A sizable model of the mouse’s primary visual cortex has been developed by HBP researchers to perform visual problems in a very reliable manner. A new generation of neural network models can be built upon the model. These models can help progress neuromorphic computing due to their adaptability and energy-efficient processing.
Artificial intelligence (AI) can be greatly impacted by brain modeling: since the brain processes images much more energy-efficiently than artificial networks, scientists are drawing inspiration from neuroscience to develop neural networks that behave similarly to the biological ones in order to save a great deal of energy.

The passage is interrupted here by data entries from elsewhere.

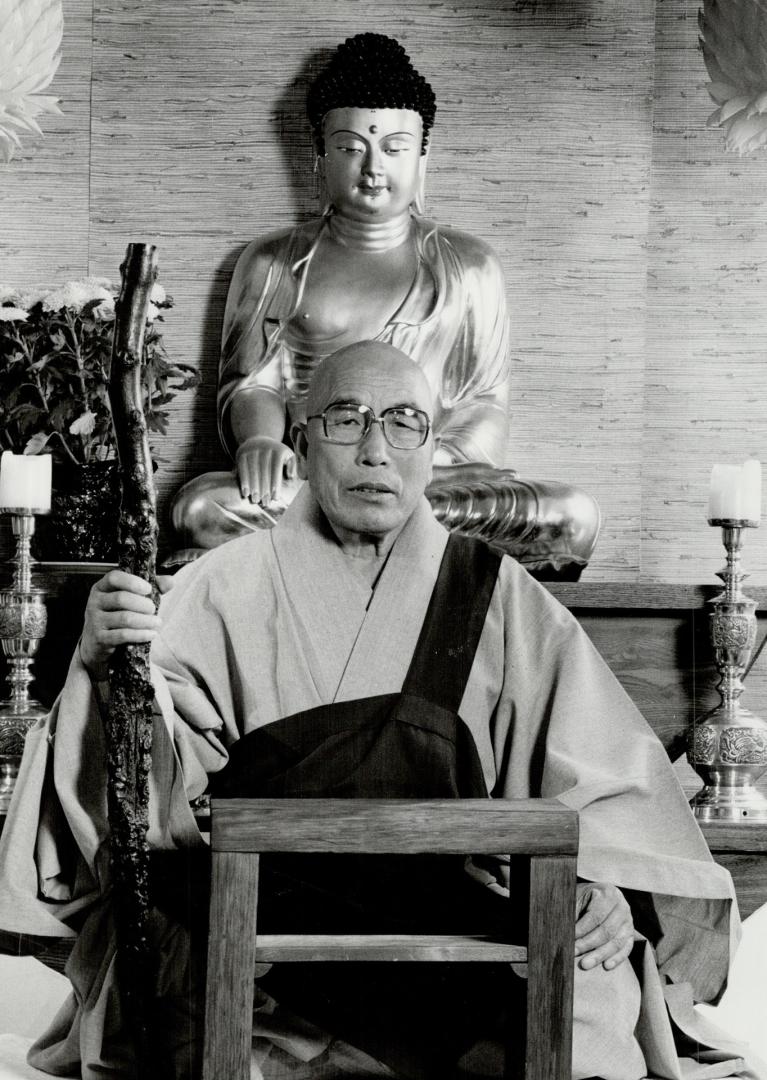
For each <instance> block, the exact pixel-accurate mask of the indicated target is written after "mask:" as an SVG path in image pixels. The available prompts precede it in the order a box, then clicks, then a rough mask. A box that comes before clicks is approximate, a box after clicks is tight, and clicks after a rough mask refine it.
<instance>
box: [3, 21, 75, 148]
mask: <svg viewBox="0 0 767 1080" xmlns="http://www.w3.org/2000/svg"><path fill="white" fill-rule="evenodd" d="M0 27H2V32H1V33H0V158H2V159H3V160H4V161H10V160H11V158H13V153H14V150H16V149H17V148H18V147H21V145H22V140H21V137H19V136H22V135H28V134H32V135H39V136H42V131H41V130H40V125H39V124H38V122H37V119H36V118H37V117H39V116H41V113H43V112H58V113H60V111H62V110H60V109H59V108H58V98H57V97H53V96H51V95H50V94H43V93H41V91H43V90H45V89H46V87H48V86H49V85H50V83H51V81H52V79H53V77H54V75H55V73H56V69H57V67H58V64H59V62H60V59H62V52H60V46H62V36H63V33H64V18H63V14H62V2H60V0H0Z"/></svg>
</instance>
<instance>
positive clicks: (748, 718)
mask: <svg viewBox="0 0 767 1080" xmlns="http://www.w3.org/2000/svg"><path fill="white" fill-rule="evenodd" d="M709 524H711V525H718V526H721V527H722V541H723V543H724V545H725V549H726V551H727V565H726V566H725V568H724V569H723V570H719V571H718V572H717V577H718V578H722V580H723V581H724V585H725V589H724V592H723V593H721V594H719V595H718V596H716V597H715V598H714V599H713V600H711V602H710V603H711V604H712V605H713V607H714V610H713V612H712V613H711V623H710V627H711V642H712V644H713V647H714V656H715V659H716V666H717V669H718V672H719V681H718V683H717V685H716V689H717V691H718V694H719V698H721V701H719V704H718V705H717V706H716V707H715V708H714V710H713V712H711V713H709V714H708V715H707V716H704V717H703V718H702V719H701V720H697V721H696V723H695V724H694V726H692V730H691V732H690V739H689V745H688V750H687V758H688V760H689V762H690V765H691V766H692V767H694V769H695V770H696V771H697V772H698V773H699V775H700V777H702V779H703V782H704V786H703V787H702V788H701V791H700V792H698V794H697V795H696V796H695V798H694V799H692V800H691V804H690V805H691V807H692V811H694V813H695V815H696V818H698V819H700V820H702V821H743V820H745V819H748V820H752V821H767V798H765V796H764V795H762V793H761V792H758V791H757V789H756V788H755V786H754V784H755V782H756V781H757V780H758V778H759V777H761V775H762V773H763V772H764V770H765V768H767V723H765V720H763V719H762V718H761V717H758V716H754V714H753V713H751V712H749V710H748V708H745V707H744V706H743V705H741V703H740V696H741V694H742V692H743V683H742V676H743V672H744V671H745V665H746V664H748V662H749V657H750V656H751V651H752V649H753V647H754V642H755V639H756V615H755V610H756V600H752V599H749V597H748V596H744V595H743V591H742V589H741V584H742V582H743V580H744V579H745V578H746V577H748V575H746V573H743V570H742V568H741V558H740V552H741V548H742V542H743V541H742V531H743V529H744V528H749V527H754V526H756V525H758V522H754V521H748V519H740V518H738V519H736V518H713V519H712V521H710V523H709Z"/></svg>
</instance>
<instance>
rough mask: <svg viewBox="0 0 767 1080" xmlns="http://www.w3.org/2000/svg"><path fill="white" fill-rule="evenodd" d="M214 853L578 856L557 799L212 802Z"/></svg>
mask: <svg viewBox="0 0 767 1080" xmlns="http://www.w3.org/2000/svg"><path fill="white" fill-rule="evenodd" d="M211 809H212V822H213V823H212V827H211V847H212V848H213V850H214V851H261V852H265V851H291V852H300V851H304V852H309V851H313V852H322V851H339V850H344V851H347V852H350V853H361V854H364V853H365V852H372V851H375V852H379V853H382V854H391V853H395V852H396V853H401V854H407V853H413V854H418V853H421V854H422V853H426V852H431V853H442V854H466V853H467V852H471V853H473V854H494V853H497V852H502V853H503V854H507V853H509V852H512V853H521V854H534V853H535V854H575V853H576V852H577V850H578V815H577V813H576V811H574V810H569V809H568V808H566V807H564V806H563V805H562V804H561V802H560V801H557V800H556V799H429V800H413V799H354V800H353V805H352V800H350V799H279V800H277V801H275V800H272V799H213V800H212V807H211Z"/></svg>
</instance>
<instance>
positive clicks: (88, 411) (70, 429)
mask: <svg viewBox="0 0 767 1080" xmlns="http://www.w3.org/2000/svg"><path fill="white" fill-rule="evenodd" d="M95 427H96V416H95V414H94V413H92V411H91V410H90V409H88V411H85V413H83V414H82V415H81V416H79V417H78V418H77V420H72V422H71V423H70V424H69V434H70V435H90V434H91V433H92V432H93V429H94V428H95Z"/></svg>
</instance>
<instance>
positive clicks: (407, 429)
mask: <svg viewBox="0 0 767 1080" xmlns="http://www.w3.org/2000/svg"><path fill="white" fill-rule="evenodd" d="M307 420H322V428H323V431H324V434H325V438H326V440H327V441H328V443H341V444H345V445H347V446H353V445H354V443H360V442H361V441H362V440H363V438H364V437H365V435H366V434H367V432H368V431H369V430H371V428H372V427H373V424H374V423H379V424H380V426H381V431H382V432H384V437H385V438H386V441H387V443H388V444H389V445H390V446H393V447H394V449H396V450H417V449H418V447H419V446H422V445H423V443H426V441H427V438H428V437H429V431H430V430H431V420H430V419H429V417H428V415H427V414H426V413H422V411H421V409H419V408H411V407H409V406H408V405H395V406H394V407H393V408H385V409H384V411H382V413H381V415H380V416H376V415H375V413H374V411H373V409H372V408H369V407H368V406H367V405H358V404H355V403H354V402H349V403H347V402H340V403H338V404H336V405H328V407H327V408H326V409H325V411H324V413H317V414H314V416H309V417H307Z"/></svg>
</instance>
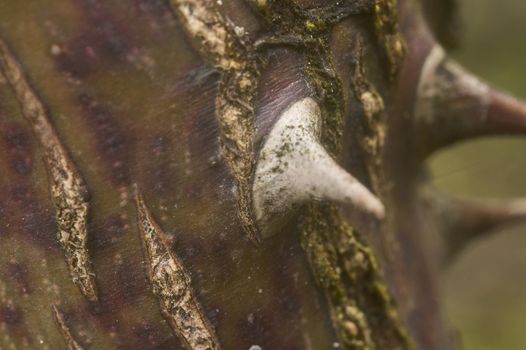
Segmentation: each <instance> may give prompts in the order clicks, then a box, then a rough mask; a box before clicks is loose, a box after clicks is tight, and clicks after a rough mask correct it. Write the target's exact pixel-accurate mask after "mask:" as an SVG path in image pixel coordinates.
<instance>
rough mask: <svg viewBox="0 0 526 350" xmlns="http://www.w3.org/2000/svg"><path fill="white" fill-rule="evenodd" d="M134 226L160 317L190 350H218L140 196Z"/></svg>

In this sense, neural networks modeled after the human brain are anticipated to have an impact on technology in the future by acting as models for visual processing in neuromorphic hardware that consumes less energy. Now, a study by Human Brain Project (HBP) scientists from the Graz University of Technology (Austria) shown how a massive data-based model can faithfully and flexible replicate some of the brain’s visual processing abilities. The journal Science Advances published the findings.

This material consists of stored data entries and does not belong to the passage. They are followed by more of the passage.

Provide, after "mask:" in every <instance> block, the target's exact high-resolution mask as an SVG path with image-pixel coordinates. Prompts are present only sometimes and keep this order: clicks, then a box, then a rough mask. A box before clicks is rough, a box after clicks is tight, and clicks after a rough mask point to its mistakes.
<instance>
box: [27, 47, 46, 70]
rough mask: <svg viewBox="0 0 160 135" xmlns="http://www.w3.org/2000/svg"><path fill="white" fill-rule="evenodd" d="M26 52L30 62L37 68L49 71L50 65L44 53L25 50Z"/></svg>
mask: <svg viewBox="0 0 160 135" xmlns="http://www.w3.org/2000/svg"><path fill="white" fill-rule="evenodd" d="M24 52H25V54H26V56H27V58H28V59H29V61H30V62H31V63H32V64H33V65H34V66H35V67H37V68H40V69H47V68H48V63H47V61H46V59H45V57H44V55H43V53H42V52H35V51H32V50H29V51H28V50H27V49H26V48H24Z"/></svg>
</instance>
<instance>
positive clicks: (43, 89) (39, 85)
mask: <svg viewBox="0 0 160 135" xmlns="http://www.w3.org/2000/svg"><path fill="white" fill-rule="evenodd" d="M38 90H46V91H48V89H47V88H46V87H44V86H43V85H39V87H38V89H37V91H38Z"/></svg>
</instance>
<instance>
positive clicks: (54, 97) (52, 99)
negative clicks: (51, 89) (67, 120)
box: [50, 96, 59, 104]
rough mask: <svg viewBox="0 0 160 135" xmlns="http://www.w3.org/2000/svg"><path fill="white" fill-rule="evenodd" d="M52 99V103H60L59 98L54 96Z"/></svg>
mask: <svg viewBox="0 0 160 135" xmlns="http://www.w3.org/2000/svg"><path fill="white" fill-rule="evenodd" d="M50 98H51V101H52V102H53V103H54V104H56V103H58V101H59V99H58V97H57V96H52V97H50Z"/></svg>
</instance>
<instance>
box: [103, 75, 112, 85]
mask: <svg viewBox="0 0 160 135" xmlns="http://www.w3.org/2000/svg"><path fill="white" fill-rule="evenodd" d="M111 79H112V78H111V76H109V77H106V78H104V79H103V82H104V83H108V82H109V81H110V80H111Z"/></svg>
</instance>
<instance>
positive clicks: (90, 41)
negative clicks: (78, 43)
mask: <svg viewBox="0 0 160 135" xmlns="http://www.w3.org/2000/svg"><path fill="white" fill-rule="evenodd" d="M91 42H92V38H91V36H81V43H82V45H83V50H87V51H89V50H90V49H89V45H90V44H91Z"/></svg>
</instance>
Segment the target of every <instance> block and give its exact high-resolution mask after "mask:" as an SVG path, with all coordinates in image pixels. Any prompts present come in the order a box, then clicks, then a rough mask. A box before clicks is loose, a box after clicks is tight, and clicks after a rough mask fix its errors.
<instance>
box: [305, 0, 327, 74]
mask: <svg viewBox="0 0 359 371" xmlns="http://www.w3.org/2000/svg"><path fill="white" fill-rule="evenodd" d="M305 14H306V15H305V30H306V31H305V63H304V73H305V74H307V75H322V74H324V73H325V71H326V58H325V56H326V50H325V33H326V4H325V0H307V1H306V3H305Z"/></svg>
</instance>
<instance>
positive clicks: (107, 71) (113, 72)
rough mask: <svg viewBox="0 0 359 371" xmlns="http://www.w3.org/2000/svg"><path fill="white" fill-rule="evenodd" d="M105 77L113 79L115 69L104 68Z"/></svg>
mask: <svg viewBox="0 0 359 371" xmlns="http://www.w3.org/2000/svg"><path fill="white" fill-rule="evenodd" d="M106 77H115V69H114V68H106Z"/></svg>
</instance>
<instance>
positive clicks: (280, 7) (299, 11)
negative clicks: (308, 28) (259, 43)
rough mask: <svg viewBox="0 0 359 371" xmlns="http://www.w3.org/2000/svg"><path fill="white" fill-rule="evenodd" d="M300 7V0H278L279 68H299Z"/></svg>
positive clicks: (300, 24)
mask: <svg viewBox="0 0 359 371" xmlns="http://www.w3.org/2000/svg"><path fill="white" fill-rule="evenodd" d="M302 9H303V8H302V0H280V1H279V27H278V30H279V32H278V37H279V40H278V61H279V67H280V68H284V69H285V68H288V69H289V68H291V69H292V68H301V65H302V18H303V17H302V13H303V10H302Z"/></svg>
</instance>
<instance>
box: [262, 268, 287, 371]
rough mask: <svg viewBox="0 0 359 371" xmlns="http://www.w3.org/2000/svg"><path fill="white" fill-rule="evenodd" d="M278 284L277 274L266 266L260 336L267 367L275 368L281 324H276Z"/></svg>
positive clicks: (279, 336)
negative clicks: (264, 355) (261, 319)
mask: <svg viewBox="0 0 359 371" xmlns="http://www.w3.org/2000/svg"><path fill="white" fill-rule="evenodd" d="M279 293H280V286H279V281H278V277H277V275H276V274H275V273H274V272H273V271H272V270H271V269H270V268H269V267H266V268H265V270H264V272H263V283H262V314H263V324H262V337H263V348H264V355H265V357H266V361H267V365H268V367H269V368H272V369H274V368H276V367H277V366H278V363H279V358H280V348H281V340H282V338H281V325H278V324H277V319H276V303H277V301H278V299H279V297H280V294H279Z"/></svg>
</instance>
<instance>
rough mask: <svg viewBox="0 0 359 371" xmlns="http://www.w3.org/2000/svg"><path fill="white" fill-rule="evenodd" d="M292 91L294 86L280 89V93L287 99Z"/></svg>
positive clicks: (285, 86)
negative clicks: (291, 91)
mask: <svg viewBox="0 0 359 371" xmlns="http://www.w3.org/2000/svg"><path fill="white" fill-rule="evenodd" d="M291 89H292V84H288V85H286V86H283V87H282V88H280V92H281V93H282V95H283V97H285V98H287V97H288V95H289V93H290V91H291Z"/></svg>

The team examined a biologically accurate large-scale model of the mouse primary visual cortex that can handle a variety of visual processing tasks with the aid of the PCP Pilot Systems at the Jülich Supercomputing Centre, created through a partnership between the HBP and the software provider Nvidia. The visual cortex area V1, which is the first cortical region to receive and process visual information, is represented by this model, which offers the highest integration of anatomical detail and neurophysiological data currently accessible.

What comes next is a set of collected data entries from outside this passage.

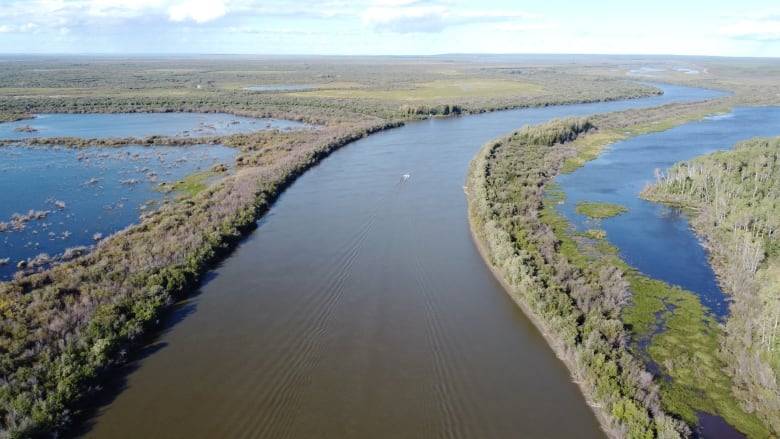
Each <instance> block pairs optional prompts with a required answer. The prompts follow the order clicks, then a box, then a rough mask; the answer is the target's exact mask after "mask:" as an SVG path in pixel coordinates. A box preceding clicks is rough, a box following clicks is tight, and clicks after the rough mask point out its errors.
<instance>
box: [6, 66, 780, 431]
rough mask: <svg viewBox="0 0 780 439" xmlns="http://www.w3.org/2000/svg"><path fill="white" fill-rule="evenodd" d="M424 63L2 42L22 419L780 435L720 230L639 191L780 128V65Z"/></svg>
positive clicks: (20, 411)
mask: <svg viewBox="0 0 780 439" xmlns="http://www.w3.org/2000/svg"><path fill="white" fill-rule="evenodd" d="M396 61H397V60H393V59H383V58H337V59H310V58H305V57H289V58H275V59H248V58H240V57H239V58H229V57H228V58H220V57H215V58H209V57H205V58H198V59H181V60H177V61H176V63H175V64H172V63H170V62H168V61H166V60H164V59H159V58H148V59H147V58H139V59H138V60H135V61H134V62H127V61H125V62H121V63H113V62H101V63H94V64H90V62H89V61H87V62H85V63H83V64H73V65H71V66H69V67H68V66H63V65H61V64H60V63H59V61H58V60H55V59H49V58H45V57H42V58H39V59H38V58H35V57H33V58H29V59H28V58H20V59H15V60H14V61H13V62H6V63H0V72H2V74H3V75H2V76H3V77H4V78H5V79H4V80H2V81H0V97H2V98H3V99H4V100H3V104H2V106H1V107H0V114H2V116H3V118H2V119H0V120H5V121H6V122H3V123H0V140H2V141H3V146H0V186H1V187H2V188H3V190H2V191H0V192H2V193H1V194H0V313H2V314H3V316H4V319H3V320H2V322H1V323H0V352H3V361H2V364H0V367H1V369H0V386H1V387H0V389H2V392H0V421H1V422H0V427H1V428H0V433H2V434H6V435H12V436H14V435H16V436H35V435H49V434H52V433H54V432H58V433H64V434H66V435H68V436H76V437H128V438H129V437H139V436H143V437H236V436H242V437H269V438H271V437H274V438H275V437H290V438H303V437H314V436H316V437H333V438H337V437H338V438H359V437H594V438H595V437H604V436H607V437H629V436H630V437H633V436H634V435H638V434H639V433H637V432H640V431H641V432H642V434H643V435H647V436H649V437H652V436H665V437H666V436H669V437H675V436H679V437H686V436H700V437H708V438H709V437H713V438H717V437H731V436H735V435H736V436H740V435H743V436H746V437H762V435H764V436H766V434H770V435H771V434H776V432H777V431H776V426H774V425H773V424H772V422H774V421H773V420H772V419H773V418H772V417H771V416H770V415H767V416H764V415H762V414H761V413H763V412H762V411H761V407H758V410H757V411H756V412H755V413H753V414H751V413H752V412H750V411H749V410H748V409H747V408H746V405H745V404H747V403H746V402H745V401H743V400H740V399H739V398H740V396H739V395H740V394H739V392H736V391H732V389H731V387H732V383H737V382H740V381H738V380H741V379H743V378H742V377H740V376H739V375H734V374H731V375H729V374H728V373H726V371H727V370H731V369H729V367H727V366H726V365H727V364H731V363H729V362H730V361H732V360H730V359H729V358H728V353H726V354H724V355H725V356H723V355H721V354H720V353H719V352H721V351H722V348H721V345H720V343H721V342H722V341H723V340H726V341H727V340H728V339H727V336H725V335H724V336H721V335H719V334H723V332H717V331H722V329H721V328H722V327H723V326H725V325H728V324H730V320H729V319H730V317H731V314H730V312H729V309H730V306H731V300H730V298H729V296H728V290H726V289H724V288H722V285H721V283H720V282H719V279H718V277H717V276H716V275H715V271H714V270H713V268H712V266H711V260H710V259H709V256H710V255H709V253H708V252H707V248H706V247H704V246H703V245H702V240H701V237H700V236H697V235H695V234H694V232H693V231H691V230H690V228H689V225H688V222H687V216H686V214H685V213H684V212H683V211H681V210H680V209H677V208H674V207H669V206H664V205H660V204H656V203H652V202H649V201H644V200H641V199H640V198H639V192H640V191H641V190H642V188H643V187H644V186H645V185H646V184H648V183H653V182H654V181H658V180H659V178H660V177H659V175H665V174H663V172H665V169H666V168H669V167H671V166H672V165H673V164H674V163H675V162H679V161H681V160H688V159H691V158H693V157H696V156H700V155H703V154H708V153H711V152H713V151H720V150H728V149H730V148H731V147H732V146H733V145H734V144H735V143H737V142H739V141H740V140H744V139H747V138H751V137H756V136H778V135H780V131H778V130H777V128H776V127H777V126H780V123H778V122H780V111H778V108H779V107H777V106H772V105H770V104H775V105H776V104H777V103H778V102H775V101H776V99H774V98H772V96H773V95H772V93H771V92H767V90H775V89H774V88H772V87H775V88H776V85H773V84H774V83H773V82H772V81H769V80H767V77H766V76H765V75H762V74H760V72H763V71H766V69H767V68H774V67H773V66H771V65H770V66H767V65H763V64H755V65H753V64H749V63H748V64H745V63H743V62H732V61H730V60H722V59H701V58H692V59H680V58H673V59H668V60H666V59H663V58H662V57H658V58H652V59H639V58H635V57H596V56H594V57H574V58H567V57H548V56H536V57H534V56H530V57H526V58H524V57H511V56H497V57H492V58H491V57H480V56H474V57H470V56H459V57H454V58H452V59H450V58H447V57H430V58H420V59H415V60H414V62H396ZM770 64H771V63H770ZM55 67H56V68H55ZM63 69H64V71H65V72H66V73H64V74H63ZM68 69H71V70H68ZM82 69H86V70H88V71H89V72H91V74H92V75H94V77H95V78H97V79H95V80H94V81H95V83H96V84H97V86H96V87H94V88H84V87H73V86H72V85H71V83H69V82H68V81H66V80H64V79H63V78H69V77H72V76H73V77H78V76H79V75H80V74H83V72H82ZM86 70H84V71H86ZM49 72H52V73H49ZM68 72H70V73H68ZM79 72H82V73H79ZM378 72H381V74H380V73H378ZM71 73H72V74H71ZM22 78H33V79H34V81H35V82H34V83H36V84H46V87H36V86H30V87H28V88H19V87H11V86H9V84H11V83H13V82H14V81H17V82H19V81H22ZM3 81H5V82H3ZM646 81H651V82H646ZM4 84H5V85H4ZM118 84H124V86H123V87H118ZM172 84H175V86H174V85H172ZM116 90H119V91H116ZM109 91H112V92H109ZM114 91H116V92H114ZM112 93H113V94H112ZM570 118H576V119H570ZM561 119H565V120H567V121H572V120H573V121H574V122H566V121H564V122H552V123H551V124H548V122H549V121H551V120H552V121H560V120H561ZM570 126H571V127H572V128H569V127H570ZM578 142H579V143H578ZM509 147H511V148H514V149H511V152H507V151H508V149H507V148H509ZM605 148H606V149H605ZM475 157H477V158H476V159H475ZM573 163H576V164H575V165H573ZM470 166H471V168H470ZM480 166H482V168H481V171H480V172H482V173H481V174H480V175H481V176H482V177H480V178H482V179H483V180H484V181H481V183H479V184H476V183H474V181H472V180H471V179H472V178H473V175H474V173H475V172H476V171H475V169H476V168H479V167H480ZM470 169H471V170H470ZM561 169H565V170H566V173H560V170H561ZM467 175H469V179H470V180H469V181H466V180H467ZM475 184H476V185H475ZM464 185H465V186H464ZM482 189H484V192H478V191H477V190H482ZM483 201H484V202H486V203H487V202H488V201H489V203H487V204H484V205H485V206H491V207H490V209H492V210H489V209H488V210H484V211H480V212H482V213H484V215H483V216H482V217H480V218H481V219H479V218H477V219H475V218H476V217H475V216H474V215H476V214H475V213H474V212H475V211H474V206H475V205H480V206H482V204H480V203H482V202H483ZM470 209H471V212H472V213H471V215H472V217H470V216H469V215H470V214H469V212H470ZM485 212H488V213H485ZM555 212H557V213H555ZM470 221H471V222H470ZM475 221H477V222H478V224H477V223H475ZM529 224H530V226H529ZM526 226H527V227H526ZM503 227H509V228H508V229H506V230H504V229H503ZM495 237H499V238H500V239H503V240H504V241H502V242H505V243H508V244H507V246H506V247H502V246H499V245H498V244H495V243H494V241H493V238H495ZM500 239H499V240H500ZM496 242H498V241H496ZM501 245H504V244H501ZM578 252H579V253H578ZM567 258H568V259H567ZM589 258H591V259H589ZM583 261H590V262H583ZM607 264H609V267H607ZM654 282H657V283H654ZM537 291H539V293H538V294H537V293H535V292H537ZM667 291H673V292H671V293H669V292H667ZM541 292H544V293H541ZM508 293H509V294H508ZM586 293H587V294H591V293H592V296H593V297H588V298H583V297H582V296H581V294H586ZM613 295H614V296H613ZM545 297H546V298H547V299H545ZM553 297H554V300H553V299H552V298H553ZM540 298H541V299H540ZM537 300H541V302H536V301H537ZM544 300H550V301H551V302H547V303H546V304H545V305H544V306H539V305H538V303H544V302H543V301H544ZM553 302H554V303H553ZM607 302H609V304H608V306H607V305H604V304H606V303H607ZM556 313H557V314H556ZM692 322H693V323H692ZM694 323H695V324H694ZM567 325H568V326H567ZM697 325H698V326H697ZM680 328H682V329H680ZM705 332H706V334H705V335H701V334H704V333H705ZM686 337H690V338H686ZM724 337H726V338H724ZM716 354H717V355H716ZM685 358H698V359H699V361H700V363H701V367H699V368H696V369H695V370H693V367H692V366H691V364H692V363H693V361H692V362H685V361H684V360H683V359H685ZM719 362H722V363H719ZM716 366H718V367H716ZM711 369H717V370H718V371H719V372H718V373H719V375H717V376H716V375H711V374H710V373H711ZM692 370H693V372H691V371H692ZM770 370H771V369H770ZM689 372H690V373H689ZM694 374H698V375H696V376H698V377H699V380H698V381H699V382H702V381H707V382H710V383H712V386H711V387H713V388H715V389H716V391H717V392H718V393H707V392H706V391H705V390H701V389H699V388H698V387H695V385H693V384H691V385H689V382H691V381H696V379H695V378H691V377H693V376H694ZM767 379H768V378H767ZM775 382H776V381H775ZM627 389H634V390H627ZM692 395H698V398H699V399H700V401H698V402H697V401H695V400H694V399H695V398H694V397H692ZM724 395H726V396H724ZM735 395H736V396H735ZM756 413H757V414H756Z"/></svg>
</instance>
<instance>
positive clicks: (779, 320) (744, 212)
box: [642, 138, 780, 434]
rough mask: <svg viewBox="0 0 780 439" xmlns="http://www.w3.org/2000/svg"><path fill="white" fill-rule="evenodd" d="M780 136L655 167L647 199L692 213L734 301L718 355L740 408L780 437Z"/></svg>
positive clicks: (699, 232) (732, 303) (725, 327)
mask: <svg viewBox="0 0 780 439" xmlns="http://www.w3.org/2000/svg"><path fill="white" fill-rule="evenodd" d="M779 159H780V138H773V139H753V140H749V141H745V142H742V143H739V144H737V145H736V146H735V148H734V149H733V150H731V151H724V152H716V153H713V154H711V155H708V156H705V157H700V158H696V159H693V160H690V161H686V162H682V163H678V164H676V165H675V166H674V167H673V168H671V169H669V170H666V171H664V170H660V169H658V170H656V178H657V182H656V184H654V185H652V186H650V187H647V188H645V190H644V191H643V193H642V194H643V196H644V197H645V198H648V199H651V200H655V201H661V202H664V203H669V204H674V205H680V206H684V207H686V208H688V209H689V210H690V212H691V215H692V217H693V221H692V224H693V227H694V229H695V230H696V232H697V233H698V234H700V235H701V236H703V237H705V238H706V242H707V247H708V249H709V253H710V258H711V261H712V263H713V267H714V268H715V270H716V272H717V273H718V277H719V280H720V283H721V285H722V287H723V289H724V290H725V291H726V292H728V293H730V294H731V295H732V297H733V303H732V304H731V306H730V316H729V319H728V321H727V323H726V327H725V337H724V338H723V340H722V345H721V355H722V357H723V358H724V360H725V362H726V364H727V365H728V367H727V372H728V374H729V376H730V377H731V379H732V382H733V389H734V392H735V393H736V394H737V395H739V397H740V400H741V401H742V406H743V408H744V409H745V410H746V411H748V412H755V413H756V414H757V415H758V416H759V417H760V418H761V419H762V420H763V421H764V422H765V423H767V424H768V425H769V426H770V427H771V428H772V430H773V431H774V432H775V434H778V432H780V386H779V385H778V381H780V230H779V229H780V160H779Z"/></svg>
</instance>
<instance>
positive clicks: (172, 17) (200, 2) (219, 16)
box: [168, 0, 228, 23]
mask: <svg viewBox="0 0 780 439" xmlns="http://www.w3.org/2000/svg"><path fill="white" fill-rule="evenodd" d="M225 3H226V2H225V1H224V0H189V1H186V2H183V3H178V4H175V5H172V6H171V7H169V8H168V18H170V19H171V21H186V20H192V21H194V22H196V23H205V22H207V21H211V20H215V19H217V18H220V17H222V16H223V15H225V14H226V13H227V11H228V9H227V6H226V4H225Z"/></svg>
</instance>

The model has noteworthy advantages over models that are frequently used for visual processing in AI in terms of learning speed and visual processing performance because it is created with a different architecture than deep neural networks utilized in contemporary AI.
All five of the team’s visual challenges could be solved by the model with great accuracy. These tasks included, for example, categorizing photos of handwritten digits or identifying visual alterations in a lengthy series of images. Surprisingly, the virtual model performed as well as the brain did even after the researchers exposed it to noise in the network and visuals that it had not before experienced during training.
The model’s higher robustness, or capacity to handle errors or unexpected input, such as the noise in the photos, can be attributed in part to the fact that it replicates a number of the brain’s distinctive coding features.
The authors claim that their new model offers a “unequaled insight into the dynamics of this brain area” since they have created a special tool for researching brain-style visual processing and neural coding.